Over the years there had been so many times when I’d heard a whisper:

“I know you’re willing to go – but are you willing to stay?”

I longed to travel to foreign lands, to preach the Gospel to people who had never heard – and yet a growing burden was placed on my heart.

What about the person next door? What about my homeland that was already being counted out in missiology books as post-Christian and beyond saving?

The call was to come home.

Over the years, I’ve struggled with that call. Part of the struggle was the lack of seeming significance. As I talked about last week, it’s so easy to find my value in labels – in the things I do. But I think there’s another aspect I often want to ignore.

I’ve also realized that while in some ways, it’s so much harder living life on the other side of the world, in some ways it’s easier to live out my faith. If I’m called to be part of a “peculiar” people (as the KJV renders I Pet 2:9), it’s not so strange or awkward to do in a land where I was already strange everywhere I went. But it’s harder to desire that title in my own land. It’s harder to live with intentionality that can seem counter-cultural in my own culture. I don’t really want everyone to think I’m weird. (Even if I know I’m pretty weird!)

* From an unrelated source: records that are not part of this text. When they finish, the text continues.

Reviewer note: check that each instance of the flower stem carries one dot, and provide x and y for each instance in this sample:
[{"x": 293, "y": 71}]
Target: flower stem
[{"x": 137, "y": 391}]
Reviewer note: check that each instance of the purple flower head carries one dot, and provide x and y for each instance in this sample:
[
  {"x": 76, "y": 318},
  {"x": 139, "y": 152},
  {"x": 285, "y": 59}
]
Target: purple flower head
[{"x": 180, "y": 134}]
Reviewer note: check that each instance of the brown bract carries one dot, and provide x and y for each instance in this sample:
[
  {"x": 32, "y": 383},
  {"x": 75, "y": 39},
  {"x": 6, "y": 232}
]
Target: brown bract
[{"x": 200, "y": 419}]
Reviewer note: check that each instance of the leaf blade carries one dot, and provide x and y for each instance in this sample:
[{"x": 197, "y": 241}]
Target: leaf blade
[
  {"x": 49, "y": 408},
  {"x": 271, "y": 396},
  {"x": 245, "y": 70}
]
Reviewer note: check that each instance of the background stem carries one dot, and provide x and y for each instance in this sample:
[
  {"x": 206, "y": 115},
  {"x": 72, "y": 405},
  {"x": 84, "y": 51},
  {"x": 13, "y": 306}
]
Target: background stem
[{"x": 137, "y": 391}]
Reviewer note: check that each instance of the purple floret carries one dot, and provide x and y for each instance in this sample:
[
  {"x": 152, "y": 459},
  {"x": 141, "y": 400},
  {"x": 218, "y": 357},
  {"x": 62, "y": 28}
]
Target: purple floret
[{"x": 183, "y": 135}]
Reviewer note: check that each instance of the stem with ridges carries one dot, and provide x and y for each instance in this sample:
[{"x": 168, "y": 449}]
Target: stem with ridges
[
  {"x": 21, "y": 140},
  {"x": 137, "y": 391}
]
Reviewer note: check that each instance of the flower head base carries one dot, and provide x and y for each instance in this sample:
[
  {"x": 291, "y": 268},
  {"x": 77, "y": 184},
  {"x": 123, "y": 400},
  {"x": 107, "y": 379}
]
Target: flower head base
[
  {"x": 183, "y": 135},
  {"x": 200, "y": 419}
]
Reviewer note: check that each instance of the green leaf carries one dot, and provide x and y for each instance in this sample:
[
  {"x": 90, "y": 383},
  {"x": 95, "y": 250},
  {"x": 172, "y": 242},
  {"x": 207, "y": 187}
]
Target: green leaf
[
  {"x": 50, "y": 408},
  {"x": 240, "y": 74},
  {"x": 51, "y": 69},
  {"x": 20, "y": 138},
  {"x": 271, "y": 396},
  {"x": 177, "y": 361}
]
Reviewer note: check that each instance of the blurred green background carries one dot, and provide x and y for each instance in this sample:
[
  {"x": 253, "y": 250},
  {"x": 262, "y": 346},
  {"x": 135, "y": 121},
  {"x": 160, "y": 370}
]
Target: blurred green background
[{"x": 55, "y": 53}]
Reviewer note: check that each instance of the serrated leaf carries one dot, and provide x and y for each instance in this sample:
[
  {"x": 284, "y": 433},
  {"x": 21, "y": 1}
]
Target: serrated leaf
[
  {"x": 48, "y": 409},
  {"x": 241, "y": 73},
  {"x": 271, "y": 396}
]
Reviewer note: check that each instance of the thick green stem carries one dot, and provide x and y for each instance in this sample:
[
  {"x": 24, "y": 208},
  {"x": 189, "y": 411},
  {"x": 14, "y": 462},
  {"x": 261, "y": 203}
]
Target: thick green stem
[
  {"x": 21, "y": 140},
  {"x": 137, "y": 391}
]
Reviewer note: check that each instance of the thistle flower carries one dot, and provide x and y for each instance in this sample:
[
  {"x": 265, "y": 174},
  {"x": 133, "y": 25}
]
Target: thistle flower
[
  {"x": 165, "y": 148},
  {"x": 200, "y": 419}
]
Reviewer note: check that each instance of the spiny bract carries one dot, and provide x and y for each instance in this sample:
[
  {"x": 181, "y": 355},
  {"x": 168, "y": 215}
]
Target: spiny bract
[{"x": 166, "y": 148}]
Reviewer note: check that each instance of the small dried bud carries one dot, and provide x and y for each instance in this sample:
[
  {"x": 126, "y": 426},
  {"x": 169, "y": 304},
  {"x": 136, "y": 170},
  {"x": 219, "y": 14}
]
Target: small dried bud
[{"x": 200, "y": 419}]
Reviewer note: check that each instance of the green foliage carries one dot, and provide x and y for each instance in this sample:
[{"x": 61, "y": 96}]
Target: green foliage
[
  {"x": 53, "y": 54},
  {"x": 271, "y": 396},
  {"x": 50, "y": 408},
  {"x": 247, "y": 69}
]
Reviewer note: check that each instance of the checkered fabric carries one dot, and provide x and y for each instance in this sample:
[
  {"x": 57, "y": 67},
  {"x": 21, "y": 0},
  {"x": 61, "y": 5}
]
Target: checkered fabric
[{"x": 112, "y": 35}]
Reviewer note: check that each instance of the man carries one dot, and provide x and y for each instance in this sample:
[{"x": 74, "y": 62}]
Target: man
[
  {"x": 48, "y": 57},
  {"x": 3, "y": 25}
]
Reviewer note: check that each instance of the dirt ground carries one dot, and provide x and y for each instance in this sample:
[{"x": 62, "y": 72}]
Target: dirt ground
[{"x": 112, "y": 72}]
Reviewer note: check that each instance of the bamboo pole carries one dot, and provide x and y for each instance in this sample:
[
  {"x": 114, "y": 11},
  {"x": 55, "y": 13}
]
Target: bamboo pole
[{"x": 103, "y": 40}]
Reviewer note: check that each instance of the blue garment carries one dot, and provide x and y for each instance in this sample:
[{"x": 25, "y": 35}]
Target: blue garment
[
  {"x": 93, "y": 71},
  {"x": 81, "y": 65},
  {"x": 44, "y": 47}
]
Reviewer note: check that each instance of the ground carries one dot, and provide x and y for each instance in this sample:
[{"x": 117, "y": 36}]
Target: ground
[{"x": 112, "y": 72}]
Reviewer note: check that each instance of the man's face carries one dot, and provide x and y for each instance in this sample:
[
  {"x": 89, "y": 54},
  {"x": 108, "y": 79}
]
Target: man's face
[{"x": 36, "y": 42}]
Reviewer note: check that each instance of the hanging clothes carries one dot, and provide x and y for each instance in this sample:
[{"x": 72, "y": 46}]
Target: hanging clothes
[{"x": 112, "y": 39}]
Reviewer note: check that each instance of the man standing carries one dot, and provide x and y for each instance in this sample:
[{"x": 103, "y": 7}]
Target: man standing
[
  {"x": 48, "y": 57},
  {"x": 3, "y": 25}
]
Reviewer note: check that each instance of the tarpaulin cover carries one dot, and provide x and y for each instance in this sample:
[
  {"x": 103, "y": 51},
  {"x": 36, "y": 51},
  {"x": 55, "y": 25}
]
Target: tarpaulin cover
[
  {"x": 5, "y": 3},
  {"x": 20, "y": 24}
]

So often I want the call to be something grand and exciting, but if I’m honest that’s often more about me than about the glory of God. But the most grand and exciting thing each of us can do each day is to be faithful in the ordinary- and to be willing to be peculiar – strange, unusual, even weird – by following the peculiar and strange teachings of the one who has called us.

We might feel strange as we go to work and realize we have different values than our coworkers – but we are called to live those values anyway. We might feel strange in the ways we spend our time – especially when it means rejecting the hustle and bustle of what’s considered ‘normal.’ And perhaps most challenging, we might even feel strange in our churches. There are times our cultural values have become so entwined with Christianity that the truth is obscured – so even the friends who should be encouraging and applauding us in our weirdness are judging us for it.

The “normalcy” of the world around us can so easily entangle us and cause us to stumble and fall. It tells us we don’t want to be weird. It’s so much easier to be normal. We just need to blend in with everyone else. But we are called to hear and obey God’s words. Peter tells us:  But you are not like that, for you are a chosen people. You are royal priests, a holy nation, God’s very own possession. As a result, you can show others the goodness of God, for he called you out of the darkness into his wonderful light.” (I Pet. 2:9)

How is God calling you and me to be weird today – and will we choose to embrace it?